The trial then advanced to transplantation in the cervical (upper back) region of the spine. The first cohort of three was treated in the cervical region only. The current cohort of three will receive injections in both the cervical and lumbar regions of the spinal cord. In an amendment to the trial design, The Food and Drug Administration (FDA) approved the return of previously-treated patients to this cohort. The first of these returning patients was just treated. The entire 18-patient trial concludes six months after the final surgery.
About Neuralstem
Neuralstem's patented technology enables the ability to produce neural stem cells of the human brain and spinal cord in commercial quantities, and the ability to control the differentiation of these cells constitutively into mature, physiologically relevant human neurons and glia. Neuralstem is in an FDA-approved Phase I safety clinical trial for amyotrophic lateral sclerosis (ALS), often referred to as Lou Gehrig's disease, and has been awarded orphan status designation by the FDA.
In addition to ALS, the company is also targeting major central nervous system conditions with its cell therapy platform, including spinal cord injury, ischemic spastic paraplegia and chronic stroke. The company has submitted an IND (Investigational New Drug) application to the FDA for a Phase I safety trial in chronic spinal cord injury.

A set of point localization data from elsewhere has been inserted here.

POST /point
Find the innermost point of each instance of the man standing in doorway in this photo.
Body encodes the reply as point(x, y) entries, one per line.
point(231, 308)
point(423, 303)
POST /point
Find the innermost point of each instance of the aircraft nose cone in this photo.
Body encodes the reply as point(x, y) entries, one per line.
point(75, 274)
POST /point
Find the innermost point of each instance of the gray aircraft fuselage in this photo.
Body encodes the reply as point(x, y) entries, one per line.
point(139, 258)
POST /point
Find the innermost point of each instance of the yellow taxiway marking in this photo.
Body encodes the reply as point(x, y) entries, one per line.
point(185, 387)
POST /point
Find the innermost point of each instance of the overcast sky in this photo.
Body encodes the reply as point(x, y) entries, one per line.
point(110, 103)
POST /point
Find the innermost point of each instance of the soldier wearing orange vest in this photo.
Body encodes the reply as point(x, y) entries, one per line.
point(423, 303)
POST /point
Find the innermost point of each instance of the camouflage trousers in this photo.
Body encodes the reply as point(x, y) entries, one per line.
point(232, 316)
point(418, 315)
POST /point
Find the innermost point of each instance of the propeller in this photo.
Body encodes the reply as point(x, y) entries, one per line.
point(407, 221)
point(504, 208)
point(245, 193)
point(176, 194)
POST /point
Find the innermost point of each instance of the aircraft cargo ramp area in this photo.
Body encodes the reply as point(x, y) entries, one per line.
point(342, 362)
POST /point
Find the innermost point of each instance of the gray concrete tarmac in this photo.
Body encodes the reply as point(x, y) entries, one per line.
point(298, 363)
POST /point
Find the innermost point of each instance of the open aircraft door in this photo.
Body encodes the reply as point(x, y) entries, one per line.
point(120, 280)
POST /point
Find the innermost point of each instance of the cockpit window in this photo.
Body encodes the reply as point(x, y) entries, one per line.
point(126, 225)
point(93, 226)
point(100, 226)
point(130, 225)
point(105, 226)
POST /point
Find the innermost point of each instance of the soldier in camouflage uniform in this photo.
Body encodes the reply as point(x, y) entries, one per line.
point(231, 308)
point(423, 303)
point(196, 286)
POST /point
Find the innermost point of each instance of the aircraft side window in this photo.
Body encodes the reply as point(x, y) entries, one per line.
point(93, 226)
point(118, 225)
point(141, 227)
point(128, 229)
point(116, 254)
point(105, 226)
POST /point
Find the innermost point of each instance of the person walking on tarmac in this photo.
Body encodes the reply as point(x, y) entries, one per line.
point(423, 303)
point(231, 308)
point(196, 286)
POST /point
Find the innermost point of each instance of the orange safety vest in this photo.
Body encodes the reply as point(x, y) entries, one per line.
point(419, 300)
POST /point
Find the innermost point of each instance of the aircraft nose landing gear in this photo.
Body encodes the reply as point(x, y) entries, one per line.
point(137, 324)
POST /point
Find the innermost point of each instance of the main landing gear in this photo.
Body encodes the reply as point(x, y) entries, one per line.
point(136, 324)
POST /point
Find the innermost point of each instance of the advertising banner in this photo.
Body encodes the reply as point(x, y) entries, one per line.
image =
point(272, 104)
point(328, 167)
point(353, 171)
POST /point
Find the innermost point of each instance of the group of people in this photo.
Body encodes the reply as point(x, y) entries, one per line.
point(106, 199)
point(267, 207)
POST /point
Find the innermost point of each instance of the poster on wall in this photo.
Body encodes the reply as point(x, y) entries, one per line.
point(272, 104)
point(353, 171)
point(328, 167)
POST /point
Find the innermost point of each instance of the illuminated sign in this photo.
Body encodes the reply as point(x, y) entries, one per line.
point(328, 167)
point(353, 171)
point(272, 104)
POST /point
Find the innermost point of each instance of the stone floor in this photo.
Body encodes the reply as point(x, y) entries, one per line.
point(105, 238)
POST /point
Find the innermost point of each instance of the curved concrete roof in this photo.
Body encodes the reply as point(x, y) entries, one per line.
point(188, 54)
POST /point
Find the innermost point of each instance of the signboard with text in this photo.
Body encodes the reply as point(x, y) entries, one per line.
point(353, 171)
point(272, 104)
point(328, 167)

Neuralstem also has the ability to generate stable human neural stem cell lines suitable for the systematic screening of large chemical libraries. Through this proprietary screening technology, Neuralstem has discovered and patented compounds that may stimulate the brain's capacity to generate new neurons, possibly reversing the pathologies of some central nervous system conditions. The company has received approval from the FDA to conduct a Phase Ib safety trial evaluating NSI-189, its first neurogenic small molecule compound, for the treatment of major depressive disorder (MDD). Additional indications could include CTE (chronic traumatic encephalopathy), Alzheimer's disease, anxiety, and memory disorders.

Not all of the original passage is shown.